Startling, isn’t it? Imagine living like that every day, but instead of your thoughts acting as the corset, it’s society. That restrictive nature choking out what life you have left until you have someone unlace you — or you figure out how to get out of it yourself. But even after that, someone could kill you for not fitting into the corset that they put on a pedestal to worship. You ruined their parameters of what fit into the boxes in their heads — and now you’re the one who has to pay for the breaking of their psyche. Because it’s your fault that you don’t fit in. It’s your fault that you do these things and hurt others with your own “selfish” desires. Because. It’s. All. Your. Fault.

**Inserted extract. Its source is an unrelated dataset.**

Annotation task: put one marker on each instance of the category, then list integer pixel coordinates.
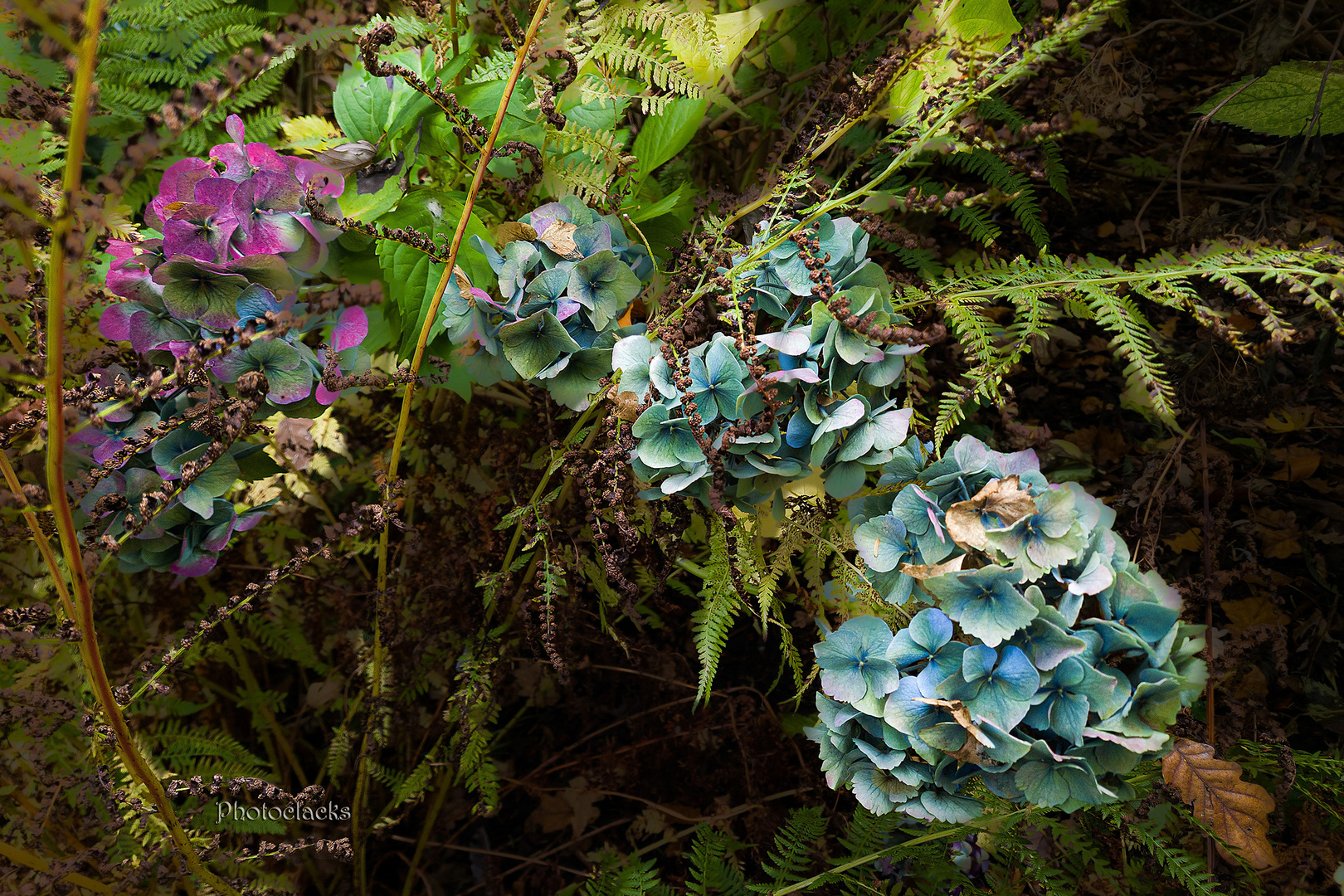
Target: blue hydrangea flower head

(And this goes the same for any woman, trans or cis. It’s your fault. It’s all your fault. Doesn’t even matter what it was. It’s your fault.)
2)  I have dressed like a man on several different occasions, and I immensely enjoy it when someone calls me sir. I’m not going to lie. It makes me feel good inside, not because I trick them, but it’s like someone recognizes you and says your name right when you have a slightly complex name. But even then, you get looks when someone doesn’t quite know what to do, especially those from a traditional background. The men will look at you as if you’re a spy trying to get into their secret club. To go around alone is dangerous. You’re seen as a deviant in most settings, or that something is seriously wrong with you — and many don’t know how to take that. They’re confused, and that confusion startles them. It shakes them. And anything that causes a hiccup in their understanding of their world, their perspective, it’s alarming and seen as a threat and MUST be dealt with immediately by any means necessary. 

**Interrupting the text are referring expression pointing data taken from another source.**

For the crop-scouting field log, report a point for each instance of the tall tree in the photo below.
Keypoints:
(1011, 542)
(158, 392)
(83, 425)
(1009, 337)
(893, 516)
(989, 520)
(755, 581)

Often meaning violence. Because you’re an aberration. You don’t fit in, you pariah. You mean to do this. 
Well, yes, but not in the ways you think. I don’t do this simply because I feel like I want to be labeled as a pariah. I do it because I want to… because for once in my goddamn depressing life, I feel… whole. I want to feel as whole and comfortable as you. Why do you look at me with such disdain? I want to be just like you. I don’t want to trick you. I want to just be. Just be and only be without fear.

I have lived my entire life in fear in either direction. Being a woman didn’t fit and, quite frankly, fucking terrified me that I had to succumb to this preordained disgusting dogma. Being a trans man didn’t completely fit either because I still like to do feminine things — like dressing up and makeup — sometimes. I still have feminine mannerisms that I have to figure out are hard wired or removable and if I want to be rid of them. I’m figuring it out. But on whichever place I stand, I am telling you I am terrified. I am simply terrified of the current environment, and even where I stand now in my gender-neutral area. How do I tell the person I’m dating that I really don’t like feminine pronouns… that even in my stand, I hate the term “girlfriend”? I hate it with passionate abhorrence. My dream? “Boyfriend”. I told him about my own issues with my gender identity and seems alright with it, but time will tell.  

Time will tell the end of this tale. I only hope your part in it is for a construction of an environment where people like me don’t have to fear anymore. We don’t have to survive. We can thrive. We can become us without discrimination, without hate, and without this stifling corset. It’s a damned funny and gross color anyhow.